Pénurie de soignants : considérons-les comme des talents et non de simples ressources !

OPINION. Les mises en garde, les alertes, les tribunes, les cris de désespoir à propos de la pénurie de professionnels de santé, et notamment paramédicaux (infirmiers, aides-soignants, ...) n'en finissent plus. Par Antoine Loron, Président et co-fondateur de Hublo
(Crédits : ALKIS KONSTANTINIDIS)

Depuis plusieurs années, l'Organisation Mondiale de la Santé (OMS) avertit de la situation qui se dessine, estimant qu'il manquera 18 millions de professionnels de santé dans le monde d'ici 2030. Par ailleurs, l'absentéisme déjà structurellement élevé dans les hôpitaux - 8% selon une étude publiée par Hublo en 2018 - frôle désormais les 10% selon la Fédération hospitalière de France (FHF). Les professionnels de santé sont fatigués. Ils sont fatigués d'une crise qui n'en finit plus, mais pas seulement. La pénurie tient à des causes plus profondes. Elle traduit une crise de sens et de foi en leur profession.

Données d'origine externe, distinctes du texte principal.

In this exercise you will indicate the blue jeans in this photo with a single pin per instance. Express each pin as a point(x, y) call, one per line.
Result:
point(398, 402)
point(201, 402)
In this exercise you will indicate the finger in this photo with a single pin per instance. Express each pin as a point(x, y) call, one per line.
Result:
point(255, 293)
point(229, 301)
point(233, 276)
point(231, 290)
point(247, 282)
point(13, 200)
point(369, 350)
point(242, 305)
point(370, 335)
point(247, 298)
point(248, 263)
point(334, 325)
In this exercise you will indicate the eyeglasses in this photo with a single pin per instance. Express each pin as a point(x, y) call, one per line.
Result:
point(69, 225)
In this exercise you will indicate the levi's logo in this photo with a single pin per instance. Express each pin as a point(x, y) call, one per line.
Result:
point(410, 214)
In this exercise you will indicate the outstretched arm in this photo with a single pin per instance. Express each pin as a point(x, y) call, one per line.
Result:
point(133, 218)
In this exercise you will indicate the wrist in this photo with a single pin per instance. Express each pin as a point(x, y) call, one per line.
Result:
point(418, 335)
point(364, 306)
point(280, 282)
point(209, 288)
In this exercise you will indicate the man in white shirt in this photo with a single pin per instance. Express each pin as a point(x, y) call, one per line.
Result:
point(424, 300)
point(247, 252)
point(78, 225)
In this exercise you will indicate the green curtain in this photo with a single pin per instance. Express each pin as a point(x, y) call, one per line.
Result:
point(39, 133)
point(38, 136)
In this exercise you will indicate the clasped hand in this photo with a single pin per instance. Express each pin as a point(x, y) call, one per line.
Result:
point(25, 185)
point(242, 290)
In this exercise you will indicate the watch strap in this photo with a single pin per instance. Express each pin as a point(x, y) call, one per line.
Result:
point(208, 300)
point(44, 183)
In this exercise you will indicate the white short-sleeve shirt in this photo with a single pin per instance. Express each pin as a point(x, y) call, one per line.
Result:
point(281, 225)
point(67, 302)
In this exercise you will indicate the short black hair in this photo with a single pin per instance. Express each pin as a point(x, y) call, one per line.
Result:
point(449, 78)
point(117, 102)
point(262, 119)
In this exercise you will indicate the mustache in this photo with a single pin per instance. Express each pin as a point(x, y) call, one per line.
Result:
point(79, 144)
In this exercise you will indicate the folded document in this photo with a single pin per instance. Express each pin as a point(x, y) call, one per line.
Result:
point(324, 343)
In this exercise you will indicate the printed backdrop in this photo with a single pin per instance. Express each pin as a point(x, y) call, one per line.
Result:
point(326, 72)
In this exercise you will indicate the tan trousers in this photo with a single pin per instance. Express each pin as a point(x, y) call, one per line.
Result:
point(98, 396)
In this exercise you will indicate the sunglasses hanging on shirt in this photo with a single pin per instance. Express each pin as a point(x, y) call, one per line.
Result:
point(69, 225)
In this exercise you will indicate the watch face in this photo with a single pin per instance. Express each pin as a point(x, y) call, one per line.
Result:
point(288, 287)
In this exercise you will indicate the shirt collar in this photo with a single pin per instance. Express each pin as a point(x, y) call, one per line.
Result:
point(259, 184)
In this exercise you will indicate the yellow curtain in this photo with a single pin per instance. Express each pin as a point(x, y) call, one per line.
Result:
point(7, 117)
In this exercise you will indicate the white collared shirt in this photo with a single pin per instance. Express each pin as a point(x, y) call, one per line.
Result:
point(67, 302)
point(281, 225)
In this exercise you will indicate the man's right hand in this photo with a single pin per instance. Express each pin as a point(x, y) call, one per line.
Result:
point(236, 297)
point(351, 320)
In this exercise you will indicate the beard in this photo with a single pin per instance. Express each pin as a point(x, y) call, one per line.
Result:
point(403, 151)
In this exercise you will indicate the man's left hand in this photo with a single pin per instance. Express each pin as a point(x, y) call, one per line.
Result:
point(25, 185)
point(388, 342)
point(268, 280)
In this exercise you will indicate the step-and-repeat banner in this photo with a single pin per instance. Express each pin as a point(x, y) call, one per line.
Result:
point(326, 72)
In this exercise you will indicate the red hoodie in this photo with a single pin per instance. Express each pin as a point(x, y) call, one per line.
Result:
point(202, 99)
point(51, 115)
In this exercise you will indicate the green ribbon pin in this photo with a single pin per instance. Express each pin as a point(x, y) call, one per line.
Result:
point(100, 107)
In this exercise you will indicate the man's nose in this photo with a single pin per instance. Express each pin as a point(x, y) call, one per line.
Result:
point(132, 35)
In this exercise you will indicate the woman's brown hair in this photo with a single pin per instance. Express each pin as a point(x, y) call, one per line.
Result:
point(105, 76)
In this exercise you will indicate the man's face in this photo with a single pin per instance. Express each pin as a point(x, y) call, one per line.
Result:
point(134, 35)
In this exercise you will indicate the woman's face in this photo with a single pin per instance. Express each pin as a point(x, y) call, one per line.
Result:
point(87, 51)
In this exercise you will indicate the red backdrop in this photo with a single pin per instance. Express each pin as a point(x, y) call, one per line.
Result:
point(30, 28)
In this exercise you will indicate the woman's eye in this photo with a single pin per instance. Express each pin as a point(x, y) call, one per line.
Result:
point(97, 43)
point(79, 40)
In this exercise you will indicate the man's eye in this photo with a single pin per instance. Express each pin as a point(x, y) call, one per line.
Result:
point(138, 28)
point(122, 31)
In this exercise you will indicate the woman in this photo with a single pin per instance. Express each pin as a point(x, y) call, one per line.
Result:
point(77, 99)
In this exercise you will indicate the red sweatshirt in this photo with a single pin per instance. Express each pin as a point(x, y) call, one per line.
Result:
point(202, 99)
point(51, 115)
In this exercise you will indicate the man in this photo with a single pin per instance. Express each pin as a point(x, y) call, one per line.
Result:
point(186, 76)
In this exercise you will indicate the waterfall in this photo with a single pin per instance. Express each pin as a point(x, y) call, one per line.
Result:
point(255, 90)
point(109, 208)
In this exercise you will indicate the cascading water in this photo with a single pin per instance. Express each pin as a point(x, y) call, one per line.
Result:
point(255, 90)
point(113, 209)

Mais comment en sommes-nous arrivés là ? Dans un contexte où la majorité des jeunes diplômés et jeunes actifs priorisent largement le critère du sens lors du choix d'une formation ou d'un premier métier, comment expliquer que les métiers du soin sont aujourd'hui délaissés par les nouvelles générations ? Comment expliquer que ceux qui s'y sont engagés depuis de nombreuses années s'en détournent désormais ?

Valoriser la mission de l'hôpital : une nécessité managériale

En réalité, à l'hôpital, le sens et la mission semblent évidents. Le problème est justement qu'ils le sont trop. On se repose encore aujourd'hui sur la vision dépassée que les professionnels de santé exercent leur métier par vocation, ou par amour du service public. C'est peut-être vrai pour certains, mais ces motivations restent insuffisantes : insuffisantes pour donner envie à des jeunes lycéens et étudiants de s'engager comme professionnels de santé avec confiance et détermination, insuffisantes pour donner le courage à tous ceux qui y sont déjà engagés, de tenir sur le temps long. Il est essentiel de raconter, répéter et valoriser la mission de l'Hôpital et de chaque établissement de santé. Il est essentiel de revenir aux fondamentaux des métiers du soin. Ce n'est pas parce que le sens est évident, qu'il ne faut pas le rappeler au quotidien et à tous. Il est important de marteler à tous les niveaux en quoi l'action de chacun contribue au sens et à la mission de l'ensemble. De l'agent de nettoyage au médecin star de sa spécialité, chacun, par son action, permet à l'hôpital de remplir sa mission. Valoriser la mission de chacun est le rôle quotidien des dirigeants, mais aussi de chaque manager : direction des ressources humaines, direction des soins, cadres de santé, etc. Manager, c'est avant tout valoriser les membres de son équipe.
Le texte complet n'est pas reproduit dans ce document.